TERRA.WIRE
France to clamp down on noise-polluting bikers
PARIS (AFP) Oct 06, 2003
French motor-bikers who wake up the neighbourhood with the sound of revving engines will have the vehicles confiscated if their silencers fail to meet specifications, under new anti-noise measures announced by the government Monday.

Shown in surveys to be the public's biggest source of complaints about noise pollution, owners of souped-up two-wheelers have so far enjoyed a loophole in the law that routinely leaves their din unpunished.

However under the new initiative unveiled by Ecology Minister Roselyne Bachelot, police will be empowered from the end of the year to confiscate and destroy the bikes -- normally low-powered mopeds and scooters with so-called "competition" exhausts.

Enforcement will be aided by the fact that from next year owners of motorbikes with a capacity of under 50 cc will be required to register them for the first time.

According to Yves Contassot, Green party deputy mayor of Paris, a single unsilencered scooter crossing the capital can wake as many as 200,000 people.
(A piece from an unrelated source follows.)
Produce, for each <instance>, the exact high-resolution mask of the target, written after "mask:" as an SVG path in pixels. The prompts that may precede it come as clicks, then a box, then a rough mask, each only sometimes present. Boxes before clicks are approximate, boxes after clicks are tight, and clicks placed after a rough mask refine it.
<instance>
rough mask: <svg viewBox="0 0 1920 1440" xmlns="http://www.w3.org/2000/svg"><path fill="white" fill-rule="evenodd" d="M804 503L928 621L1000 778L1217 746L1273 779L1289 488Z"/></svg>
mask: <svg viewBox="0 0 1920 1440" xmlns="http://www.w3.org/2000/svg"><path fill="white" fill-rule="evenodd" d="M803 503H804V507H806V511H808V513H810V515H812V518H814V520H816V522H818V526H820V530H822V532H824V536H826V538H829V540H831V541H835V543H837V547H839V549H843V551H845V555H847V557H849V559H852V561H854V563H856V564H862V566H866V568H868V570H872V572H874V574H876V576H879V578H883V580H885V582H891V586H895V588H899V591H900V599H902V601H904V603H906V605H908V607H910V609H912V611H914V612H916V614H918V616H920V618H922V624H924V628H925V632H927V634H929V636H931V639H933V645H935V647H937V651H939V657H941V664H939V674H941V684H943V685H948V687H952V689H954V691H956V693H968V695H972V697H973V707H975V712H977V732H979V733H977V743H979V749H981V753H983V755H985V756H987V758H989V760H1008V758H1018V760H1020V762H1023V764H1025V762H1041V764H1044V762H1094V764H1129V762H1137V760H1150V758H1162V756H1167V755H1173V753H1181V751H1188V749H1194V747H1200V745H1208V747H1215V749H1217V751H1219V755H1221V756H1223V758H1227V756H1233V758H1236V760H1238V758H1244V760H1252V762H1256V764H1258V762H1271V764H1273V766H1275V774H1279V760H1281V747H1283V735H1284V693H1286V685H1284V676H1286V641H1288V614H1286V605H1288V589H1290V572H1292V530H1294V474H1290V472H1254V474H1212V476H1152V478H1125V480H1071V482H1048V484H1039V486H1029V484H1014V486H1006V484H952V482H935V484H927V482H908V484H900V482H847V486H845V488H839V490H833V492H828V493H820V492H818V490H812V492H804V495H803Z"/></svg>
Among the other measures announced Monday are a new airline-financed tax to insulate homes near airports, and investment in sound barriers and double-glazing near railway junctions and busy thoroughfares.

Local magistrates will be urged to take more seriously a growing number of complaints about noisy neighbours, and a campaign will be launched to cut the high-pitched din in school canteens, gyms, swimming pools and recreation areas -- said by psychologists to cause stress and fatigue in children.